While there is essentially nothing that can be done to decrease the yield of PSII centre closure significantly (since this would require integration times of considerably less than 1 µs), the yield of PSII centre reopening during the integration period can be increased by simply increasing the integration time and decreasing the incident photon irradiance, such that the product of the two is unchanged.

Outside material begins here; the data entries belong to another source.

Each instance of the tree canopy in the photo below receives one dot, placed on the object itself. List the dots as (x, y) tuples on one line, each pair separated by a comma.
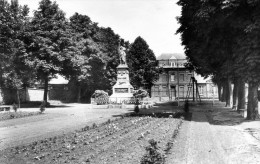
[(220, 39), (142, 64)]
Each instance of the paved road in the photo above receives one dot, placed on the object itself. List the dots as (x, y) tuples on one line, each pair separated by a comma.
[(55, 121)]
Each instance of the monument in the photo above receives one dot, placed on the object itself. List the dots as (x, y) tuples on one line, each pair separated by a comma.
[(122, 90)]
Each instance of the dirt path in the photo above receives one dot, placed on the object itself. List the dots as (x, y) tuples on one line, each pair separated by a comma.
[(217, 135), (55, 121)]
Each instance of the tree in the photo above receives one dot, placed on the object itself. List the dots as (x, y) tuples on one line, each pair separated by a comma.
[(142, 64), (14, 74), (98, 46), (220, 39), (46, 52)]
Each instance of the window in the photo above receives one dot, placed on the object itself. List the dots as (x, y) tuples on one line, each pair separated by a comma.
[(172, 77), (181, 92), (181, 77), (201, 90), (189, 76), (163, 78)]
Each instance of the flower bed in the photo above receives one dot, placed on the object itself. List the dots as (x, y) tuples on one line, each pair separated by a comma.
[(13, 115), (120, 141)]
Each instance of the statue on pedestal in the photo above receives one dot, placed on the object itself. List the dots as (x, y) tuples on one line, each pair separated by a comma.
[(122, 55)]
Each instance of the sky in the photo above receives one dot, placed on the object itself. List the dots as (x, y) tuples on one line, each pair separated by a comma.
[(153, 20)]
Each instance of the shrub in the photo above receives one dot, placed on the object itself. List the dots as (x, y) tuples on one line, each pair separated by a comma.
[(43, 106), (15, 107), (152, 155), (140, 93), (94, 126), (186, 106), (101, 97)]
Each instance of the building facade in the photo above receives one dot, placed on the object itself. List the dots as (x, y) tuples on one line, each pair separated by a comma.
[(176, 81)]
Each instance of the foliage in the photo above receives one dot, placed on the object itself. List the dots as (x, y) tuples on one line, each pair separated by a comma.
[(142, 64), (220, 39), (43, 106), (15, 107), (47, 44), (13, 21), (140, 93), (186, 106), (46, 51), (152, 155)]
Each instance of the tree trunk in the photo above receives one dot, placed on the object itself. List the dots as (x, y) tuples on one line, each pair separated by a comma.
[(46, 83), (18, 97), (228, 93), (224, 92), (252, 106), (241, 95), (235, 94), (79, 94), (219, 92)]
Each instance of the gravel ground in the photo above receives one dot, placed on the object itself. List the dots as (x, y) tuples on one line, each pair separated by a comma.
[(54, 122), (217, 135)]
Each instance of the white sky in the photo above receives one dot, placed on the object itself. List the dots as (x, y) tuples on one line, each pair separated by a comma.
[(153, 20)]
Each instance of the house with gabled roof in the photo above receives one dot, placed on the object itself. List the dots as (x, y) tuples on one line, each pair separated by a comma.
[(175, 82)]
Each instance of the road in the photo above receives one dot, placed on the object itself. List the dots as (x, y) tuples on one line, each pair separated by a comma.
[(55, 121), (217, 135)]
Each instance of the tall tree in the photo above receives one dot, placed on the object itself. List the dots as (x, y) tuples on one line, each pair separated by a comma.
[(142, 64), (220, 39), (98, 46), (13, 72), (46, 54)]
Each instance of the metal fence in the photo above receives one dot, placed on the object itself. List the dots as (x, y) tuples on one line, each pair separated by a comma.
[(118, 100)]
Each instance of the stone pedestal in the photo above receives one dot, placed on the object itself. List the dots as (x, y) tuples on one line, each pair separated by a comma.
[(122, 90)]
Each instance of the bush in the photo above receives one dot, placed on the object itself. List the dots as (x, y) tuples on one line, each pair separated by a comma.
[(186, 106), (137, 110), (101, 97), (152, 155), (140, 93), (15, 107), (43, 106)]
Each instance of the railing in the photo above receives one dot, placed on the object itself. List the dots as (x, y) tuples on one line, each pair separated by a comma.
[(118, 100), (173, 63)]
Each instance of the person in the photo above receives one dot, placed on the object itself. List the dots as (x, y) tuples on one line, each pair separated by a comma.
[(122, 55)]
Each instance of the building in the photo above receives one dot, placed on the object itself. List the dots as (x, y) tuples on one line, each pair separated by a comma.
[(176, 81)]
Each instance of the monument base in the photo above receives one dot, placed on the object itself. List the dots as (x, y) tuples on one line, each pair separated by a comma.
[(122, 90), (121, 98)]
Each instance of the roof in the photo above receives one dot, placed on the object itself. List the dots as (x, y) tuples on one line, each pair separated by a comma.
[(166, 56), (59, 80)]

There are two ways of increasing the integration time: (i) increase the length of a single exposure; or (ii) average multiple integration periods that have a relatively long dark interval between them. For example, the generation of a usable Fo image might require a single integration period of 1 s at a photon irradiance of 1 µmol m–2 s–1. As an alternative, the same number of photons could be delivered to the sample during 10 widely spaced integration periods of 100 µs each, at a photon irradiance of 1000 µmol m–2 s–1. While the first method will accumulate 1000 times as much dark-noise as the second, the second method will accumulate 10 times as much read-noise as the first. Consequently, the best method will depend on the characteristics of the imaging hardware being used. For example, the very low rate of dark-noise accumulation by cameras that have a Peltier-cooled CCD sensor makes the single exposure method the best option in this instance. With other types of camera, the best option will depend upon the relative levels of dark-noise and read-noise. As noted in the ‘Cameras and frame grabbers’ section, read-noise is generally a more significant problem than dark-noise.